UK slavery raid rescues 24 men, some after 15 years of servitude
UK slavery raid: officials rescued 24 men from a life of slavery at a trailer site north of London. The men had spent as many as 15 years working 12-hour days for no pay.
New York — Britons were reminded, Sunday, that slavery is still alive, even in 2011.
Four men and one woman have been arrested for their alleged part in the enslavement of at least 24 men.
More than 200 police raided a trailer site in Leighton Buzzard, just north of London, early Sunday morning after a tipoff from a man who had escaped. Police said they found the enslaved men on the verge of starvation in filthy and cramped conditions.
“We found 24 people being held against their will on the site, being kept in appalling conditions, covered in excrement [wearing] poor clothing [and in] poor general conditions [...] Prior to that, we're aware of up to 28 people who have escaped the site," said Detective Chief Inspector Sean O'Neil, from the Bedfordshire and Hertfordshire major crime unit, according to a Reuters report.
"In the past, people have been held in horse boxes [and] dog kennels. There's examples here today of outbuildings and caravans. They all tend to be the old caravans with no electricity [and] no running water," O’Neil added.
James Connors, Tommy Connors, Patrick Connors, and their brother-in-law, James Conner have been charged, under the Slavery and Servitude Act 2010, with conspiracy to hold others in servitude. One pregnant woman was also arrested but was released on bail, to be questioned after the imminent birth of her baby.
Bedfordshire police said they are searching for two additional suspects.
The men were allegedly recruited at soup kitchens and welfare offices where they were offered £80 a day and free room and board.
“When they get here, their hair is cut off them, they're kept, in some cases, [in] horse boxes, dog kennels and old caravans, made to work for no money, given very, very small amounts of food,” O’Neil said. “That's the worse case. Some are treated a little bit better, but they were told they could not leave and if they did they would be beaten up and attacked."

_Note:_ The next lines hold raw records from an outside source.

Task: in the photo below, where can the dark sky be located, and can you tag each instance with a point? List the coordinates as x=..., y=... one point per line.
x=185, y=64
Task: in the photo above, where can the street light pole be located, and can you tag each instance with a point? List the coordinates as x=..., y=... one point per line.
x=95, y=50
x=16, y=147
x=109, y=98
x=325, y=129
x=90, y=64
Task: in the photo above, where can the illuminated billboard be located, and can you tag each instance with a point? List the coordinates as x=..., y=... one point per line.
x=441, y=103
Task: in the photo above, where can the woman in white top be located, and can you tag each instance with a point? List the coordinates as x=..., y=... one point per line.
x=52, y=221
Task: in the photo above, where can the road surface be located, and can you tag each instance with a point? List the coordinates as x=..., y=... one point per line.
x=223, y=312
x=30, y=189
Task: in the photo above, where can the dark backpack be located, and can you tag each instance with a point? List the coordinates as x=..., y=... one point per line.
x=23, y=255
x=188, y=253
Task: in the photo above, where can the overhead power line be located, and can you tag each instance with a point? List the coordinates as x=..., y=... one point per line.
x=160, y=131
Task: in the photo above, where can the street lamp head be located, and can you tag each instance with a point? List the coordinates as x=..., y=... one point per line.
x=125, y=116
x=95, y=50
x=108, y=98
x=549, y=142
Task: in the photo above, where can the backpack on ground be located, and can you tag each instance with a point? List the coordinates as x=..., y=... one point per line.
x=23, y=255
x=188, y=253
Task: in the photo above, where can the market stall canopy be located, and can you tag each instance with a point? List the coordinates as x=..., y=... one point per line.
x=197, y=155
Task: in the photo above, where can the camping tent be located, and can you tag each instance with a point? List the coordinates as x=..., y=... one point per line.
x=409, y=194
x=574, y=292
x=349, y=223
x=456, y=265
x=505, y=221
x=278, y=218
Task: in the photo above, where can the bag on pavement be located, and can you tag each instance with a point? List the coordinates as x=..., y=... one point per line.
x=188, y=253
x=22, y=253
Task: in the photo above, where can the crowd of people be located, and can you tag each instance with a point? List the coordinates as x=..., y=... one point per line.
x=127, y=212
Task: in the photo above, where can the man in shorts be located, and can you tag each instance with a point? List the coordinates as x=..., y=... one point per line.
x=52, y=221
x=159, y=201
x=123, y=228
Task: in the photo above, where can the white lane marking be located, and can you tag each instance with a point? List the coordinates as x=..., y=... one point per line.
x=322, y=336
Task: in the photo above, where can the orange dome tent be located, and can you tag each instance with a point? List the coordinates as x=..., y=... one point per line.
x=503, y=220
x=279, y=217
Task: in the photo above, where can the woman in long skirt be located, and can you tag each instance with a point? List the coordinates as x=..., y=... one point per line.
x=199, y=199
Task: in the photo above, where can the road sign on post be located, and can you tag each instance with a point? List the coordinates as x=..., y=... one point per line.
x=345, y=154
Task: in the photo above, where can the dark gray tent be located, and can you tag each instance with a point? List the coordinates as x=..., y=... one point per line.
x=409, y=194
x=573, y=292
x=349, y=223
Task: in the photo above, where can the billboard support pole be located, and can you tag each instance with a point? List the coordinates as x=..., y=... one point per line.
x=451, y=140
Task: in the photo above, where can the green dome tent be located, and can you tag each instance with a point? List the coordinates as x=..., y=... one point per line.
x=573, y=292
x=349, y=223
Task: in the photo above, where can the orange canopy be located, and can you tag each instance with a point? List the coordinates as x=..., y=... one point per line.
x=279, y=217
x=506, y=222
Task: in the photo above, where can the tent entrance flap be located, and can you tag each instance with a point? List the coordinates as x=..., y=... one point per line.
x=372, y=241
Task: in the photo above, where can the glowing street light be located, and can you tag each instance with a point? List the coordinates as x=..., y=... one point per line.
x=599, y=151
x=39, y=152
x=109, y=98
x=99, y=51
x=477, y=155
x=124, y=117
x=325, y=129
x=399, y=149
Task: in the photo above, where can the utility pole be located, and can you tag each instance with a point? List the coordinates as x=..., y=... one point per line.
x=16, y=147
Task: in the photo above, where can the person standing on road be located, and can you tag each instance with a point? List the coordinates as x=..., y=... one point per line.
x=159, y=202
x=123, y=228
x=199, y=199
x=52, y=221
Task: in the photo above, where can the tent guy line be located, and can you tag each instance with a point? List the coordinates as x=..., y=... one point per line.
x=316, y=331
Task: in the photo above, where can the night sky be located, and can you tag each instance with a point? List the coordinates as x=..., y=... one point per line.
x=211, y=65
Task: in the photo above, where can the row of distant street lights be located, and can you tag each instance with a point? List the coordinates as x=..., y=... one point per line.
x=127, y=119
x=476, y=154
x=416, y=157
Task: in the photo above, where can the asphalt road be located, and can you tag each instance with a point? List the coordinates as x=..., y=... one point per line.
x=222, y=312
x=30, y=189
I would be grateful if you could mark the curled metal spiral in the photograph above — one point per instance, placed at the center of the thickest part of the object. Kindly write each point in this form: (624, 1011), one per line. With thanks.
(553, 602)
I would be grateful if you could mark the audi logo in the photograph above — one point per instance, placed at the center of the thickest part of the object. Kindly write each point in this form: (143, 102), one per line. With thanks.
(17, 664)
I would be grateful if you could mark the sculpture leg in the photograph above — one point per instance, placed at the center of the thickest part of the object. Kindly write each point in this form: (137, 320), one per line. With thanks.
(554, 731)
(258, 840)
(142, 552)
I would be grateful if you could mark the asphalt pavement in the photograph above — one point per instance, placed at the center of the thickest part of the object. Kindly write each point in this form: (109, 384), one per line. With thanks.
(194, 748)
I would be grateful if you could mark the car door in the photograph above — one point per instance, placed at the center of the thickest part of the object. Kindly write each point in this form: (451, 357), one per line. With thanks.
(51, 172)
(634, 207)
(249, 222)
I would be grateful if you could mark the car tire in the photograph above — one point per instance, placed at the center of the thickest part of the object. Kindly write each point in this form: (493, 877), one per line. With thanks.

"But in fact some people did leave and told us what was going on and when we looked back since 2008 we were aware of 28 people who had made similar accusations," he said.
Officials have not explained why those accusations did not lead to the discovery of the alleged slave holders arrested on Sunday.
Officers said they believed some of the men had been held captive for 15 years being forced to work from 7 a.m. to 7 p.m. for no pay.
All were taken to an undisclosed medical center but nine have left the center and "have chosen not to support the police investigation," according to a statement by the Bedfordshire Police on Monday.
O'Neil said, "those people whom we continue to help are appreciative of the support that is on offer, but it will take some time to work through with them what has happened."
Police said they also seized drugs, weapons, and money during the raid.
Under the new Slavery and Servitude Act, anyone convicted in the UK of holding a person in servitude faces up to 14 years in prison.
The United Kingdom Human Trafficking Centre says there have been nearly 1,500 cases of slavery in the UK over the last two years. Other estimates put the number of human slaves worldwide at 27 million.